La Astorga subterránea. El Torero

Ya nos abandonan los rigores del invierno; fíjate en que el Teleno tiene menos bruma, y en que la estepa acolchonada que se extiende a sus pies se empieza a deshilachar en flecos verdes, como si fuera a parir a la primavera. La solana de la muralla vuelve a estar concurrida a mediodía de niños y ancianos, curas con sotanas vetustenses y enamorados tempraneros; mientras, los porreros, recién aterrizados de la galaxia, espulgan su cabellera en un cubo del Jardín de la Sinagoga -no te parezca mal, que así lo llamaron nuestros ediles románticos en 1835-.
Si no fuera a llegar el buen tiempo, el Torero no hubiera sentido desde las crestas de las montañas la llamada irresistible de la ciudad; ni hubiera abandonado a la ventura a las ovejas que ramoneaban entre los arbustos y las encinas, cuando, hace unos días, escuchó al atardecer el mugido lacrimoso de su toro que plañía con los pitones cara al cielo malva del oeste. Fueros aquéllos, momentos de zozobra y ansiedades; corrió por la estepa a la búsqueda del toro invisible, pero cuando llegó a la muralla ya era de noche; hasta la madrugada estuvo imitando su mugido como reclamo; primero voló desaforado al atrio catedralicio, adivinó el foso del Palacio tras las rejas, llegó en una palpitación a los soportales por si el marqués de Astorga había decidido que lidiasen su toro en la Plaza, como antaño; y acabó un día más, acurrucado en un banco de la Estación, con la barriga tan inflada como un pellejo de vino que, al hervir, se derrama.

Torero
Este año   -fíjate cuando lo encuentres- el Torero vuelve con la piel más cetrina, y se diría que hasta está más encogido de tanto emocionar su cuerpo con verónicas y volteretas; ya no lidia con la camisa sino que se ha agenciado un retal rojo y dos varas de mimbre: una para sujetar el capote y la otra no para matar (que tampoco él es un Ignacio Sánchez Mejías que merezca un Lorca que cante su valentía en una letanía), no para dar la estocada te digo, sino para sujetar la brisa, que él lo que quiere es escenificar un juego que lo lleve a la gloria.
Todas las ciudades tienen sus tirios y troyanos, cuerdos y visionarios,por eso tú chaval, o tú, grandullón, este año, al cruzarte con el Torero en el Jardinillo o delante del Imperial, si te apetece sigue sus pasos: primero mira cómo se tensan sus arrugas y se afilan sus ojos al extender el capote, después presta atención a sus verónicas y volteretas, déjale sitio cuando busque el burladero y brinque como Manuel Benítez, pero no te burles cuando, terminada la faena, su gesto tenso se disuelva en una risa triunfal; observa esos instantes en que repliega su cuerpo y contornea la cabeza hacia el cielo, porque lo que le inunda la pupila es un público que, puesto en pie, revienta el coso con aplausos y olés.
Tú, chaval, o tú, grandullón, deja reposar a el Torero en su sueño onírico, porque tiene el derecho a trasmudar la imagen real de Astorga a un coso taurino, donde él es el muletilla desarrapado al que acompaña un toro que no puede matar aunque lo persiga.
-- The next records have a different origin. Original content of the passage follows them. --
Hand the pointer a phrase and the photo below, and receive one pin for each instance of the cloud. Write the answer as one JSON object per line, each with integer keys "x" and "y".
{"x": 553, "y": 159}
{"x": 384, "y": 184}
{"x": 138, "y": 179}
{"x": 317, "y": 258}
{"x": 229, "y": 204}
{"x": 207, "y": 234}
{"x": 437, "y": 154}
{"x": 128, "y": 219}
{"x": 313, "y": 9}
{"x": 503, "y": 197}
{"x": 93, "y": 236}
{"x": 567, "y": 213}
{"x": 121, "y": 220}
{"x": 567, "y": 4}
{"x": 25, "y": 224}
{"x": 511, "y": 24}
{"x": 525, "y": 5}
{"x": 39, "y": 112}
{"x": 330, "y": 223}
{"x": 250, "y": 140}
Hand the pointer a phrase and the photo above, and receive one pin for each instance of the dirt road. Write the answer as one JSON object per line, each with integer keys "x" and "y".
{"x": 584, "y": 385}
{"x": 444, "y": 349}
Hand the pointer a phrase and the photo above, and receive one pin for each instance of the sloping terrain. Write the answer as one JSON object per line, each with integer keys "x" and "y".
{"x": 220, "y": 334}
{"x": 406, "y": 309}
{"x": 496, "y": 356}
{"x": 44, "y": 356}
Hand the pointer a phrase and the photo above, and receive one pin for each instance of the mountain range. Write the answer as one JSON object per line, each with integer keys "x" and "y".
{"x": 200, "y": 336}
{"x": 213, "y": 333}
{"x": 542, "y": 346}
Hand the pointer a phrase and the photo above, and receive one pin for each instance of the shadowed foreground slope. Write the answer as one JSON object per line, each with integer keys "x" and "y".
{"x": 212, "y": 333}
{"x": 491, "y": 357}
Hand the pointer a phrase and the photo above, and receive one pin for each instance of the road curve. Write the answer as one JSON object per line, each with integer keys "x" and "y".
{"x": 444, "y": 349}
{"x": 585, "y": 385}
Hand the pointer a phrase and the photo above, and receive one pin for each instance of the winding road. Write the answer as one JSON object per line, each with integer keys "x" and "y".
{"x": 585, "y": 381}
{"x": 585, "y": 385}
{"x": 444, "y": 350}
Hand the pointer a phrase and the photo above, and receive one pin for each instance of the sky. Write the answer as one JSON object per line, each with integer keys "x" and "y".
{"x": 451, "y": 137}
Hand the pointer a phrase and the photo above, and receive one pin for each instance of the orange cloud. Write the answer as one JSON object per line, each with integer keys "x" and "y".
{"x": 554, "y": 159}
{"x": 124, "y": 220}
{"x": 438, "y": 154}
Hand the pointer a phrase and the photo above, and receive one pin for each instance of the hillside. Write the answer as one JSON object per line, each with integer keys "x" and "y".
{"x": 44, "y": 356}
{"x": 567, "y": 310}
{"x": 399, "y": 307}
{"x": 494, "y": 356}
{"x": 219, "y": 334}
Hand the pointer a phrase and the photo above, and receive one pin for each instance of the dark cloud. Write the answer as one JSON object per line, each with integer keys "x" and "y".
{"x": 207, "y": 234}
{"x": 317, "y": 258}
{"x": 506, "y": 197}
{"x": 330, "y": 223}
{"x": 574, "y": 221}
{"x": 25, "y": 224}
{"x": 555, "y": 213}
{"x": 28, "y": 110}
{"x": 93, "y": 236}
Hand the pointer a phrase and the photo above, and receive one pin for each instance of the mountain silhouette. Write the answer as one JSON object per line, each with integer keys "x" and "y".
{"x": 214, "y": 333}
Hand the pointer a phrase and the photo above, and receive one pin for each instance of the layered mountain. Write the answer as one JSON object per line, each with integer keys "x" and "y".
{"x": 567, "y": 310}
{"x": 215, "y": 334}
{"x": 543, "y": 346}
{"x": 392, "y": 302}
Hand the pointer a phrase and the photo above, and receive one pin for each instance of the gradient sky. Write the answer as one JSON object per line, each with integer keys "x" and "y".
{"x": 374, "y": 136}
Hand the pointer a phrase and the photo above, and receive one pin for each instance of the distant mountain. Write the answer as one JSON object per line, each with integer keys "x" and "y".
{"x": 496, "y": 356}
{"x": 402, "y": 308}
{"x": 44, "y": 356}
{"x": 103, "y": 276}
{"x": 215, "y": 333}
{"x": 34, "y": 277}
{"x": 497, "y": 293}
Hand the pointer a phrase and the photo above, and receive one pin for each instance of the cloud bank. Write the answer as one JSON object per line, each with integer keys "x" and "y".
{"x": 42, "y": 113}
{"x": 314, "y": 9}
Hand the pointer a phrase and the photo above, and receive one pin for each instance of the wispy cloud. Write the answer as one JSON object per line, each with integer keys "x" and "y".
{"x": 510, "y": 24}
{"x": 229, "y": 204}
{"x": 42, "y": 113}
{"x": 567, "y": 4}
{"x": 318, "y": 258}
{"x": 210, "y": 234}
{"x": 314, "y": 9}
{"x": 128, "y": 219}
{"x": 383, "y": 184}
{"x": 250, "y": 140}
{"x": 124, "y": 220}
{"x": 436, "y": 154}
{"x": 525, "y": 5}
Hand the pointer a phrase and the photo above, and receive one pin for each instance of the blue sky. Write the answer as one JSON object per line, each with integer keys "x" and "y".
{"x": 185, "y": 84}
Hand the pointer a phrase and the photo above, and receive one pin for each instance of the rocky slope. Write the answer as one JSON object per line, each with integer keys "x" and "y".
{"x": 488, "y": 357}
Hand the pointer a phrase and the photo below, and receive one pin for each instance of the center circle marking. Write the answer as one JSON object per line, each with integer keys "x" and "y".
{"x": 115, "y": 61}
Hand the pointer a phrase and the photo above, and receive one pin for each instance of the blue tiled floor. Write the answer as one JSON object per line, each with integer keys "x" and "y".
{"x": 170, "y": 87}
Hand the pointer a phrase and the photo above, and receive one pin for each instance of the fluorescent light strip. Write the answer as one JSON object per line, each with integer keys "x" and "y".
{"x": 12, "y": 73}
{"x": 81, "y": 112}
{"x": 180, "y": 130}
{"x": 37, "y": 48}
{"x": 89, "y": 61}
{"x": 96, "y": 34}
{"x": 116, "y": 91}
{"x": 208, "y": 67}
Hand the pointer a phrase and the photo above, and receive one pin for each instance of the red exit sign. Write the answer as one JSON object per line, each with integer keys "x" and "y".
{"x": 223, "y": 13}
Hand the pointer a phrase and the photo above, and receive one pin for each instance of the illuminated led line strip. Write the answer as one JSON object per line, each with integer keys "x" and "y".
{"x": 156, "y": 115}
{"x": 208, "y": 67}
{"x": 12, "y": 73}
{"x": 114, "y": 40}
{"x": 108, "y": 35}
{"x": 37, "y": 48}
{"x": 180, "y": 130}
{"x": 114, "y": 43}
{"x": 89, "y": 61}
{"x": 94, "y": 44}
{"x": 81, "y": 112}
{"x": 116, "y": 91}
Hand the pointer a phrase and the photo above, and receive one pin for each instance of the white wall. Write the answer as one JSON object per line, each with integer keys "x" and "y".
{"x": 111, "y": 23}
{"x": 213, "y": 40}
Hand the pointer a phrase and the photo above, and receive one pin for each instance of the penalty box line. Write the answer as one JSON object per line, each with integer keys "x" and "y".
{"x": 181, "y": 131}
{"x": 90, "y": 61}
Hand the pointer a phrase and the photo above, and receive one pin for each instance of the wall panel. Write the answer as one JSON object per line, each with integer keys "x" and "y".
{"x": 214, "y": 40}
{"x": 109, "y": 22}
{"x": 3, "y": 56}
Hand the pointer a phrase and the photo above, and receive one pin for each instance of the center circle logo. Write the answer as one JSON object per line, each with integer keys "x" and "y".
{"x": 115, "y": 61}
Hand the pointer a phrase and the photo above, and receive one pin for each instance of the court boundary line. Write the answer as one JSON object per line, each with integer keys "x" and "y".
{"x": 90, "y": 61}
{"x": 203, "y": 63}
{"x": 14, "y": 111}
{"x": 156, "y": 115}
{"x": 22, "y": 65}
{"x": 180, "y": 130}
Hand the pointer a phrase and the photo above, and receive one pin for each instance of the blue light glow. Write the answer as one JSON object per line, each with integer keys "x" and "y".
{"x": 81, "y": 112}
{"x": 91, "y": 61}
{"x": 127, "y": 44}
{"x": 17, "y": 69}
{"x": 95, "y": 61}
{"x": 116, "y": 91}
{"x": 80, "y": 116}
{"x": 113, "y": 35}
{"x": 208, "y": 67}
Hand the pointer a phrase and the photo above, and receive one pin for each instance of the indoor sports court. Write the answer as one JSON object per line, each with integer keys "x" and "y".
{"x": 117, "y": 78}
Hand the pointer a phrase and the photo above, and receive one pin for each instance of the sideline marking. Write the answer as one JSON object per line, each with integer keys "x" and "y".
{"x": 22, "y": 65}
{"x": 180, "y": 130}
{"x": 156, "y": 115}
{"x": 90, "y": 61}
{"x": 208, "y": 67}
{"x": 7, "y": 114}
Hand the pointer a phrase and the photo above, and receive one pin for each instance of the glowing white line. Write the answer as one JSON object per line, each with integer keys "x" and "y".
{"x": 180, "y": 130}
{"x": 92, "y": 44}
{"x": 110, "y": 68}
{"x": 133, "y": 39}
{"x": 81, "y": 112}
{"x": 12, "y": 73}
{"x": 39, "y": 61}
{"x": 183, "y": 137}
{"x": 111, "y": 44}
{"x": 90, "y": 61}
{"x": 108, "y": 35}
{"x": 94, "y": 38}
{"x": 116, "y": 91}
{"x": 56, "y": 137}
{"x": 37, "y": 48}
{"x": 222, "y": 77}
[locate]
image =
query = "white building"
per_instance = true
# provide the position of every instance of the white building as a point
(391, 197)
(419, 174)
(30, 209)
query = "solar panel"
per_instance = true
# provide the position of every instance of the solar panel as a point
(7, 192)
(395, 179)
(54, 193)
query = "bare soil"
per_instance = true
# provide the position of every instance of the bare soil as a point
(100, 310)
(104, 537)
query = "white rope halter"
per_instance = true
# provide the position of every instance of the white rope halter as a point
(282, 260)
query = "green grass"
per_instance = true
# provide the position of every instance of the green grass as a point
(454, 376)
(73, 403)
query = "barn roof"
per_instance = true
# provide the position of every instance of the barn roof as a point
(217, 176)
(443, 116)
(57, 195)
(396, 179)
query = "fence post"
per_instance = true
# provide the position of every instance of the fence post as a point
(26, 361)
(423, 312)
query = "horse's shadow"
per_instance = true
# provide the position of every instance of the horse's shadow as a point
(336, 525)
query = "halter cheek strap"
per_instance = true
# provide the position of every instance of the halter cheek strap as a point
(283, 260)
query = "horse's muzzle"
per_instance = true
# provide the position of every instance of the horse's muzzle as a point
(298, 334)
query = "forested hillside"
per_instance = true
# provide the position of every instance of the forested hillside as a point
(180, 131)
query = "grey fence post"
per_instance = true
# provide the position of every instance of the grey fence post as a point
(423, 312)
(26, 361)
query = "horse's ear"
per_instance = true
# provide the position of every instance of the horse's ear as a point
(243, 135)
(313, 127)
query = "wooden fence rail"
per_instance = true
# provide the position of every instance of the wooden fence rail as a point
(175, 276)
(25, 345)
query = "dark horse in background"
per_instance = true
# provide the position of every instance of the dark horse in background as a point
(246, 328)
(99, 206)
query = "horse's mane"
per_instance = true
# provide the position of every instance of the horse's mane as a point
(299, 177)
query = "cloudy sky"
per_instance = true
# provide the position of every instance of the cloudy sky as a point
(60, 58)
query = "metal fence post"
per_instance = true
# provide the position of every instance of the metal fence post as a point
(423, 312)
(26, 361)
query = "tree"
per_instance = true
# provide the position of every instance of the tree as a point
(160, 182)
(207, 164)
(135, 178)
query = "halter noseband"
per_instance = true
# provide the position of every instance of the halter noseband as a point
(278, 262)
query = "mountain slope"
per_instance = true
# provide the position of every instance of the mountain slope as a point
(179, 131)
Y para que te enteres, guinda, carbonilla, aún hay más: cuando su toro emigra con las golondrinas de estos pagos porque la escarcha les sume los huesos, el torero vuelve a la montaña, a la vida ermitaña, y si lo vieras otear desde las crestas la muralla por si brillan unos pitones, ay chaval, si lo vieras bajar las laderas a zancadas por si resuena el eco del mugido en el valle, entonces, chaval, grandullón, comprenderías que se pueden sumir los cuerpos de tanto emocionarlos, que es que no te enteras de qué va el rollo, guinda.